Storage and sequestration are geological: saline aquifers in sedimentary rock half a mile down, capped by a layer of impermeable rock; oil and gas replacement where CO2 is injected into depleted oil and gas fields or used for enhanced oil recovery by reducing the viscosity of oil; and coal seam storage where CO2 is adsorbed in the coal matrix or injected into deep coal seams to displace coal bed methane.
But what about the technologies that could make coal a vital part of an expanding economy, while transitioning to nuclear fission and thermonuclear fusion? In the 1970s, the Soviet Union developed an experimental generator at the Institute for High Temperature in Moscow that proved the scientific and engineering feasibility of magnetohydrodynamics to convert the energy in coal directly into useable electrical power. MHD takes advantage of the fact that an ionized gas or plasma, propelled through a magnetic field can produce an electric current directly. In 1975 dollars, the capital cost for three nonmoving pieces of equipment—the coal combustor, the plasma channel, and the magnet system—for a 1,000 megawatt power plant was estimated at $250 million. According to a July 24, 1979 article in Executive Intelligence Review, the capital cost for conventional coal conversion processes is $540 million and for synthetic coal liquids, $960 million, in 1975 dollars.

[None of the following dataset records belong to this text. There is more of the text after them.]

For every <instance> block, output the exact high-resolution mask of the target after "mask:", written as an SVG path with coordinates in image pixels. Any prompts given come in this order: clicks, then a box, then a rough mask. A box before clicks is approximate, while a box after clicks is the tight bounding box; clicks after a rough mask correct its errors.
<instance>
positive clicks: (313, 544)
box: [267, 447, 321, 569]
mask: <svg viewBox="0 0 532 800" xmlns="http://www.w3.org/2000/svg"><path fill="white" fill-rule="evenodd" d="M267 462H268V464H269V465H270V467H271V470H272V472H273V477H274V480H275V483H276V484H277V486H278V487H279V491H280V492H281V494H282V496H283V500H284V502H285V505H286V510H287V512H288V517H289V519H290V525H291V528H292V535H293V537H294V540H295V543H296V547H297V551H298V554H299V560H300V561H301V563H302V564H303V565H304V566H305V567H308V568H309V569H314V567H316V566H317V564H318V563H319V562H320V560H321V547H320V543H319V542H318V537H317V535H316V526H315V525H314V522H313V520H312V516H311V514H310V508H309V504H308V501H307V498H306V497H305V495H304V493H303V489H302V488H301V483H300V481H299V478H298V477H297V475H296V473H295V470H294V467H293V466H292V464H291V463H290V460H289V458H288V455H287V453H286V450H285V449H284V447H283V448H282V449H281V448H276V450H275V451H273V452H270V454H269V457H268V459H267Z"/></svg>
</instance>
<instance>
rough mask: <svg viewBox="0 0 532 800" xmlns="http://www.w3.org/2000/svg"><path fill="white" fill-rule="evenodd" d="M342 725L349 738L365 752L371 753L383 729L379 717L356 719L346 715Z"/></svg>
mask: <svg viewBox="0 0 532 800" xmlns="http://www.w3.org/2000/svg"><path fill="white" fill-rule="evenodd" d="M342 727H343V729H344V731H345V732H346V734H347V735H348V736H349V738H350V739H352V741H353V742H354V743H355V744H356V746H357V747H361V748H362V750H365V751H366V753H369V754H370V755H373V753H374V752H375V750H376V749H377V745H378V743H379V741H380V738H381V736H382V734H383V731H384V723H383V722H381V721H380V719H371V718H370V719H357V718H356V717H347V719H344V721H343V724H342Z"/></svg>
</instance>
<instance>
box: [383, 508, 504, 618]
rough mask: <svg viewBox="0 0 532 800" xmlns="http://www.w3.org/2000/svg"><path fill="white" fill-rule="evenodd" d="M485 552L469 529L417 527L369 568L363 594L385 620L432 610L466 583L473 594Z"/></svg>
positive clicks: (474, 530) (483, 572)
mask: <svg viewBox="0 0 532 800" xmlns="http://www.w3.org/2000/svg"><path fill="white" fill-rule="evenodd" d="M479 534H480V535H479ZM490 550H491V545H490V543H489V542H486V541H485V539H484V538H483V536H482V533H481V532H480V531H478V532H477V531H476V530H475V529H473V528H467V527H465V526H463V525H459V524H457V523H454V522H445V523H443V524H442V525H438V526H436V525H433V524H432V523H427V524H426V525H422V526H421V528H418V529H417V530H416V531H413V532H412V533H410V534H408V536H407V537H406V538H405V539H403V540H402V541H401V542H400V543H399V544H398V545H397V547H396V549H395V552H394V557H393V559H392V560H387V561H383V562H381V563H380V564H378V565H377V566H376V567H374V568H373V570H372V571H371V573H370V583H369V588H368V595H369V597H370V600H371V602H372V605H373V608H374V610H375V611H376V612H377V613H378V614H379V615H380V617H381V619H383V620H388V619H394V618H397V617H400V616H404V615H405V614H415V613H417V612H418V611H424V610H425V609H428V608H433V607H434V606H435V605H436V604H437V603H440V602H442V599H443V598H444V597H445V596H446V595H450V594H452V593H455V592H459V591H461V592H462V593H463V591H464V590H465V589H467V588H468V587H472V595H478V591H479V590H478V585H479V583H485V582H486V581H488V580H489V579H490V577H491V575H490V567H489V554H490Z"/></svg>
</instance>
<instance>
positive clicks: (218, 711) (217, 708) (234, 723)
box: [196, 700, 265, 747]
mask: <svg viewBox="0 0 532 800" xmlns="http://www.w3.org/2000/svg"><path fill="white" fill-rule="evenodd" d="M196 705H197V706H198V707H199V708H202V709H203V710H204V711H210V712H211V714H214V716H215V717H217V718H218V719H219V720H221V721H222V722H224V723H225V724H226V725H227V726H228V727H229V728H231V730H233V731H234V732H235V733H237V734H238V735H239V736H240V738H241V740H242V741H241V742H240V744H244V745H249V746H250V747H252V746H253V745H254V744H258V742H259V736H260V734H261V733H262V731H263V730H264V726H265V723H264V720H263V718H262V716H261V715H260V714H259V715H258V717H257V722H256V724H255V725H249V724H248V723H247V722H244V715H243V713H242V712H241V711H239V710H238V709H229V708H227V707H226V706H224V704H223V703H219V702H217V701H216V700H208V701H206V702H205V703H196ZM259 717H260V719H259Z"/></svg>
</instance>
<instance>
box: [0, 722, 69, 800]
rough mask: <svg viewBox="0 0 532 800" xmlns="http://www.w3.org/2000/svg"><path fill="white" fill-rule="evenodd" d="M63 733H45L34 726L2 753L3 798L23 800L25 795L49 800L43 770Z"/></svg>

Not much has happened on this front in the intervening years. But, according to a June 17, 2020 report from the National Energy Technology Laboratory, “NETL-led research shows the possibilities and benefits of developing magnetohydrodynamic (MHD) power generation such as improved efficiency for fossil fuel power plants and reducing the costs of implementing carbon capture.” Their report notes that, currently, oxy-coal combustion leads to an increase in the cost of electricity by over 50%. MHD generators can extract electrical energy at oxy-coal combustion temperatures to power such a unit. Research and development in MHD in the past benefited from space and space materials R&D. Today, space could be the driver to help bring MHD into commercial use and place coal—that most abundant fossil fuel source—back in the mix of energy resources for an actual growing world economy.